Noncoding deletions reveal a gene that is critical for intestinal function. Mus musculus

Large-scale genome sequencing is poised to provide a substantial increase in the rate of discovery of disease-associated mutations, but the functional interpretation of such mutations remains challenging. Here we show that deletions of a sequence on human chromosome 16 that we term the intestine-critical region (ICR) cause intractable congenital diarrhoea in infants. Reporter assays in transgenic mice show that the ICR contains a regulatory sequence that activates transcription during the development of the gastrointestinal system. Targeted deletion of the ICR in mice caused symptoms that recapitulated the human condition. Transcriptome analysis revealed that an unannotated open reading frame (Percc1) flanks the regulatory sequence, and the expression of this gene was lost in the developing gut of mice that lacked the ICR. Percc1 knockout mice displayed phenotypes similar to those observed on ICR deletion in mice and patients, whereas an ICR-driven Percc1 transgene was sufficient to rescue the phenotypes found in mice that lacked the ICR. Together, our results identify a gene that is critical for intestinal function and underscore the need for targeted in vivo studies to interpret the growing number of clinical genetic findings that do not affect known protein-coding genes. Overall design: Total RNA-seq from dissected regions of the digestive tract, from wild-type and percc1-/- mice.
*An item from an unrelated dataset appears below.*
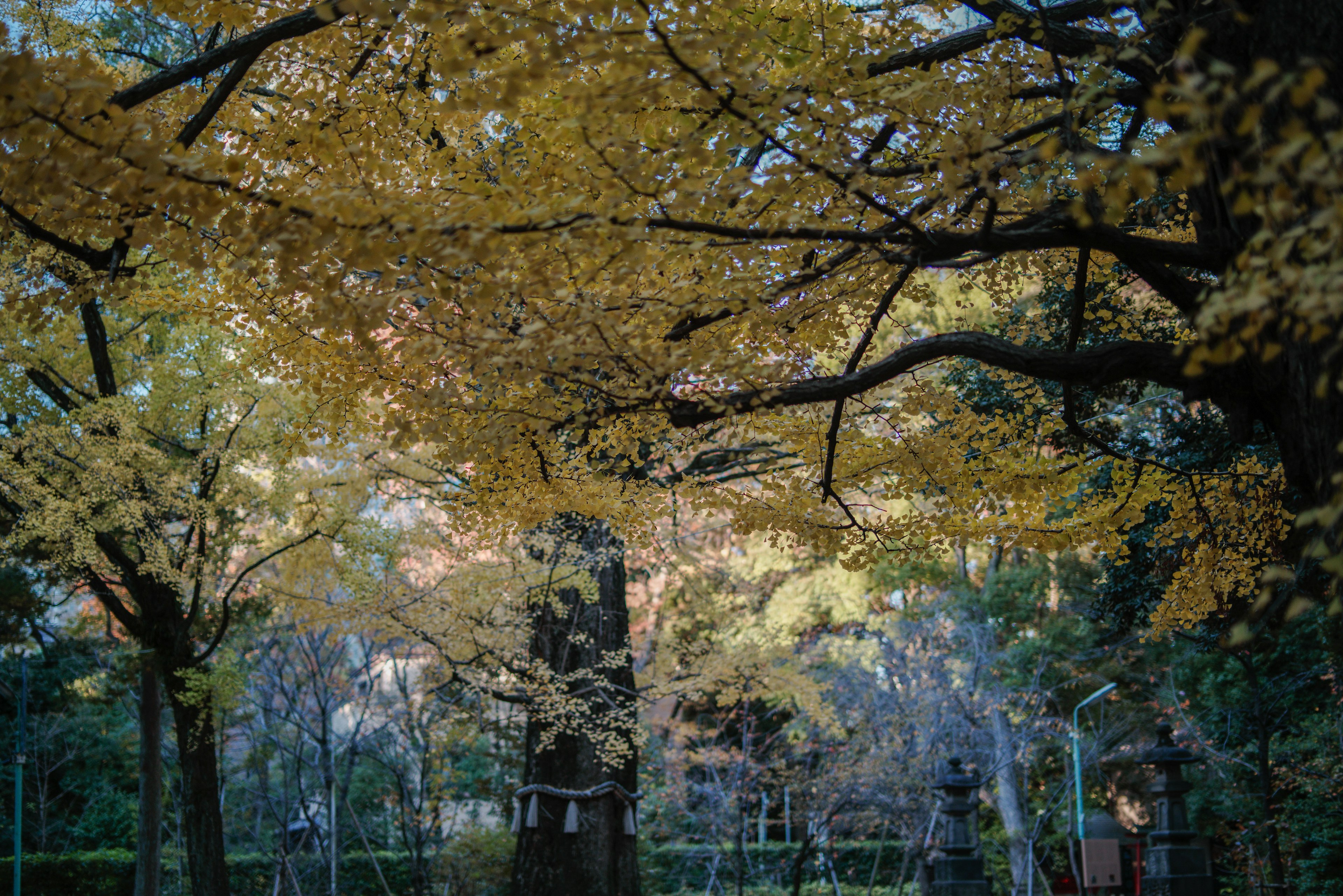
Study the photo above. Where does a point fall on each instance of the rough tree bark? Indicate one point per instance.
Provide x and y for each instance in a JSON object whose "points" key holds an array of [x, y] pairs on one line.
{"points": [[579, 639], [1009, 800], [151, 782], [203, 824]]}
大规模基因组测序有望显著提升疾病相关突变的发现速率，但此类突变的功能阐释仍极具挑战性。本研究证实，人类16号染色体上一段我们命名为肠道关键区域（intestine-critical region, ICR）的序列发生缺失，会导致婴儿罹患难治性先天性腹泻。转基因小鼠的报告基因实验显示，ICR包含一段可在胃肠道系统发育过程中激活转录的调控序列。对小鼠体内ICR进行靶向缺失，可引发与人类病症表型一致的症状。转录组分析揭示，一段未注释开放阅读框（Percc1）位于该调控序列侧翼，在缺失ICR的小鼠发育肠道中，该基因的表达完全丧失。Percc1基因敲除小鼠表现出的表型，与ICR缺失小鼠及患者的观测表型高度相似；而由ICR驱动的Percc1转基因元件，足以挽救ICR缺失小鼠的异常表型。综上，本研究鉴定出一种对肠道功能至关重要的基因，并强调：针对不影响已知蛋白编码基因的日益增多的临床遗传学发现，亟需开展靶向体内研究以完成其功能阐释。实验设计概要：取自野生型与percc1-/-小鼠胃肠道解剖区域的总RNA测序（Total RNA-seq）。